Growers should seize the opportunity of the lowest levels of black-grass dormancy since 2006 and the late summer rainfall which has played such havoc with harvesting to really get on top of troublesome grass weeds ahead of drilling this autumn, advises Monsanto technical specialist, Manda Sansom.

“It may have come at just the wrong time for the harvest, but this month’s rainfall has been perfect for pre-planting weed control,” she insists. “Especially so as HGCA-funded monitoring has shown that 2010 black-grass seed has the lowest level of dormancy of the past four years.

“You only have to look at how rapidly this year’s oilseed rape has come through to appreciate how ideal the conditions are for autumn germination. And where the early summer was particularly warm and dry black-grass is likely to have even lower levels of dormancy than the national average. So emergence will be far more rapid and complete than most areas have seen since 2006, setting it up superbly for stale-seedbed and stubble spraying.

“This autumn is especially welcome following a run of seasons which have allowed black-grass populations to build-up alarmingly on many farms,” she stresses. “Two years in which seed dormancy has been relatively high, autumn seedbeds have been very dry and conditions have been far from ideal for autumn or spring post-ems have taken their toll.

“Add to this the rise in resistance to Atlantis and other SUs and most growers can’t afford to miss the golden opportunity this autumn provides to hit black-grass.

“We know the importance of an integrated approach and taking every opportunity to deal with weeds outside the actively growing crop is by far the best economic approach. Well-timed Roundup treatment between harvest and drilling gives you a complete weed kill without the compromises inevitable with in-crop spraying. By eliminating a substantial proportion of the weed reservoir, it helps take the pressure off your post-em programme. And it does so highly cost-effectively.”

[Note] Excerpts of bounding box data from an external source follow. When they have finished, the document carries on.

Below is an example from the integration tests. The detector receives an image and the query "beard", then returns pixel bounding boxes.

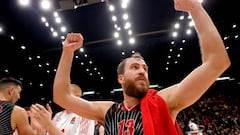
[125,77,149,99]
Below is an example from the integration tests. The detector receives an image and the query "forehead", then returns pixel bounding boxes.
[126,58,146,66]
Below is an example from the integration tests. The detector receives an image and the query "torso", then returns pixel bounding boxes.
[0,100,14,135]
[104,103,143,135]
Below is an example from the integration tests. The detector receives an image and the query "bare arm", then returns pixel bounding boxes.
[159,0,230,119]
[53,33,113,122]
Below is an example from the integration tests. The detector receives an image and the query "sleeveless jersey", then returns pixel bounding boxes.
[104,103,143,135]
[49,110,95,135]
[0,100,14,135]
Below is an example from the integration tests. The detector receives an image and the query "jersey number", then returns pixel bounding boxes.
[118,119,134,135]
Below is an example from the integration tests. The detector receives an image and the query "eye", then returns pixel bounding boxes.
[132,64,139,69]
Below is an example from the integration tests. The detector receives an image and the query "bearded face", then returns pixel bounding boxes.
[124,75,149,99]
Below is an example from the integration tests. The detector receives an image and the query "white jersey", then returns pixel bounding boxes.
[49,110,95,135]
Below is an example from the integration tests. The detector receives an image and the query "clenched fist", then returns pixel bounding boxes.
[63,33,83,51]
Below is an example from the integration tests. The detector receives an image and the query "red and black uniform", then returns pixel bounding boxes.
[104,89,183,135]
[0,100,14,135]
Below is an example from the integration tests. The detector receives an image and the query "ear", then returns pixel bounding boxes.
[118,74,124,84]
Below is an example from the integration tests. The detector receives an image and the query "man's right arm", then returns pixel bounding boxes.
[53,33,113,122]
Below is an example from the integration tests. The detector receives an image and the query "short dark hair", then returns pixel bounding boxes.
[117,52,144,75]
[0,77,23,88]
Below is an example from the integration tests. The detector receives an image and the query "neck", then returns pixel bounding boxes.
[123,95,140,109]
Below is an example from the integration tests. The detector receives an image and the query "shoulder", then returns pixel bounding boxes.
[11,105,28,129]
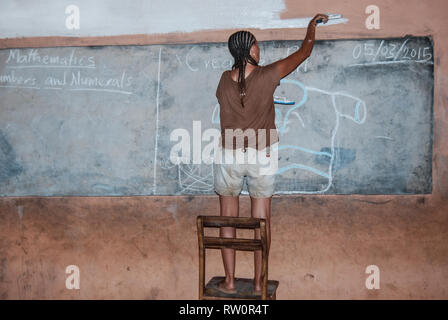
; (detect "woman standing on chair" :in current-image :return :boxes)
[214,14,328,294]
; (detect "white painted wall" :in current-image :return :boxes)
[0,0,347,38]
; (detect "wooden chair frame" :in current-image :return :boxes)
[197,216,268,300]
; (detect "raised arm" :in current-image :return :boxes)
[274,13,328,78]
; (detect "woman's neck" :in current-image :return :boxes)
[231,63,257,81]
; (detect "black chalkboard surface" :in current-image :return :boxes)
[0,37,434,196]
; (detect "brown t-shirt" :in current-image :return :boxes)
[216,64,280,150]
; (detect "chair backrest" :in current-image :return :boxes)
[197,216,268,300]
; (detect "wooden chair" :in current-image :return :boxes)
[197,216,279,300]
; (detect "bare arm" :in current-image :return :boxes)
[274,13,328,78]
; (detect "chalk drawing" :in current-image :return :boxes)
[0,0,348,38]
[189,79,368,194]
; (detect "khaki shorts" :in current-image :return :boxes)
[213,142,278,198]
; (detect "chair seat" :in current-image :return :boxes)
[203,277,279,300]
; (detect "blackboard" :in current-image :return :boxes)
[0,37,434,196]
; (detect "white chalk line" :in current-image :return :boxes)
[153,47,162,194]
[6,65,96,69]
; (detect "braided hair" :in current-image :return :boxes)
[228,31,258,108]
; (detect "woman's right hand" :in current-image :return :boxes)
[308,13,328,27]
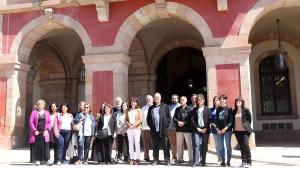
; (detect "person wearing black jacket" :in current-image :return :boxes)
[213,95,233,167]
[191,94,210,167]
[232,97,253,168]
[94,104,117,164]
[173,96,193,164]
[147,93,171,165]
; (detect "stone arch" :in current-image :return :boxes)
[239,0,300,42]
[250,40,300,120]
[114,2,217,54]
[149,39,205,74]
[10,14,92,63]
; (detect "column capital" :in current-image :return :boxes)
[202,44,251,66]
[82,53,131,65]
[0,61,31,76]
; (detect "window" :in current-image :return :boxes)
[259,56,292,116]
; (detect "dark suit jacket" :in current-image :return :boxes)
[191,106,210,133]
[147,103,171,136]
[97,114,117,136]
[232,108,253,134]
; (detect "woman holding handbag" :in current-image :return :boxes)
[29,99,51,165]
[96,104,116,164]
[116,102,129,162]
[126,97,142,165]
[232,97,253,168]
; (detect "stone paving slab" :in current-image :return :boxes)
[0,147,300,169]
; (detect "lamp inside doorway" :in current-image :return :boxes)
[274,19,287,70]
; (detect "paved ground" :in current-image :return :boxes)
[0,147,300,169]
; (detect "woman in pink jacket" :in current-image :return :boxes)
[29,99,51,165]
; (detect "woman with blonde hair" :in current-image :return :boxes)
[126,97,142,165]
[94,104,116,164]
[29,99,51,165]
[53,103,73,165]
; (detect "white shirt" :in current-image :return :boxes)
[198,107,204,127]
[50,113,57,129]
[142,104,152,130]
[116,113,127,134]
[102,114,111,129]
[83,115,93,136]
[60,113,73,130]
[128,109,137,124]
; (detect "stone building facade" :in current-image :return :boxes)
[0,0,300,148]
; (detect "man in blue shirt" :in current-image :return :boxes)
[147,93,171,165]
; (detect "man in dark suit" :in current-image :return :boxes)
[147,93,171,165]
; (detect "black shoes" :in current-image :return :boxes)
[145,157,150,162]
[151,160,158,166]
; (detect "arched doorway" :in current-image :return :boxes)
[25,28,84,137]
[249,6,300,145]
[128,18,206,104]
[156,47,206,103]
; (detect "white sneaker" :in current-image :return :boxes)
[46,159,53,166]
[244,164,250,168]
[34,161,41,165]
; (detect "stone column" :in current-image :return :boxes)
[202,45,255,147]
[202,45,252,109]
[82,53,130,107]
[0,61,30,149]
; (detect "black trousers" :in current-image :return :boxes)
[151,132,170,160]
[100,136,113,162]
[117,134,129,158]
[83,136,92,161]
[200,133,209,164]
[234,131,252,164]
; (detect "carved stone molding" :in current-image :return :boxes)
[95,0,109,22]
[217,0,228,11]
[155,0,167,9]
[44,8,53,20]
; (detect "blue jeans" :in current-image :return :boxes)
[56,130,71,162]
[77,134,84,161]
[192,132,209,165]
[192,133,202,164]
[213,134,222,161]
[217,131,232,163]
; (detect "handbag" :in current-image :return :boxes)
[95,128,109,140]
[72,121,82,131]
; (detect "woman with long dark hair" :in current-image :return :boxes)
[116,102,129,161]
[126,97,142,165]
[209,96,222,165]
[90,102,107,161]
[95,104,116,164]
[232,97,253,168]
[191,94,210,167]
[29,99,51,165]
[49,102,59,164]
[53,103,73,165]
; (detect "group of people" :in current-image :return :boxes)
[29,93,252,167]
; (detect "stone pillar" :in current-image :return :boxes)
[202,45,252,109]
[202,45,255,147]
[0,61,30,149]
[82,53,130,111]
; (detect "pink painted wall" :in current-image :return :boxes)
[216,64,241,107]
[2,0,257,53]
[92,71,113,114]
[0,77,7,127]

So how exactly does Manda Sansom suggest growers take advantage of these better weed control opportunities ? Well, first and foremost she is adamant that no one should rely on cultivations alone, pointing out that full inversion ploughing is essential to achieve a consistent degree of seed burial. And even this is likely to pull-up buried seed from the run of previous relatively high dormancy years.

Instead, she advises everyone to integrate effective glyphosate treatment with their cultivations, regardless of the establishment regime they are employing. At the same time, she recommends as many growers as possible consider adding high compatibility, Roundup formulations to their pre-em sprays to tackle weeds emerging in the seedbed that can so easily present problems for pre, peri and post-em herbicides.

“If you’re min tilling you may well have time to set up and spray off two stale seedbeds this autumn,” she says. “You’ll need to cultivate as soon after combining and consolidate immediately afterwards for the best seed to soil contact. This should enable you to spray weed growth off within14 days in most cases.

“You’ll also have to use a modern, high performance glyphosate with the greatest power and effectiveness under challenging conditions. This means you only need to leave annual weeds for six hours after spraying before you can cultivate again, making it ideal where you want to set up a second stale seedbed.

“It’s equally valuable too for spraying-off stubbles ahead of ploughing or immediately in advance of seedbed preparation – or both, depending on when you cultivate and how strong the weed growth.

“Unlike the majority of glyphosates, Roundup formulations carry label approval for both multiple stale seedbed or stubble treatment and post-planting pre-emergence application,” she points out. “This gives everyone the flexibility they need to make the very most of the season’s welcome autumn weed control opportunity.”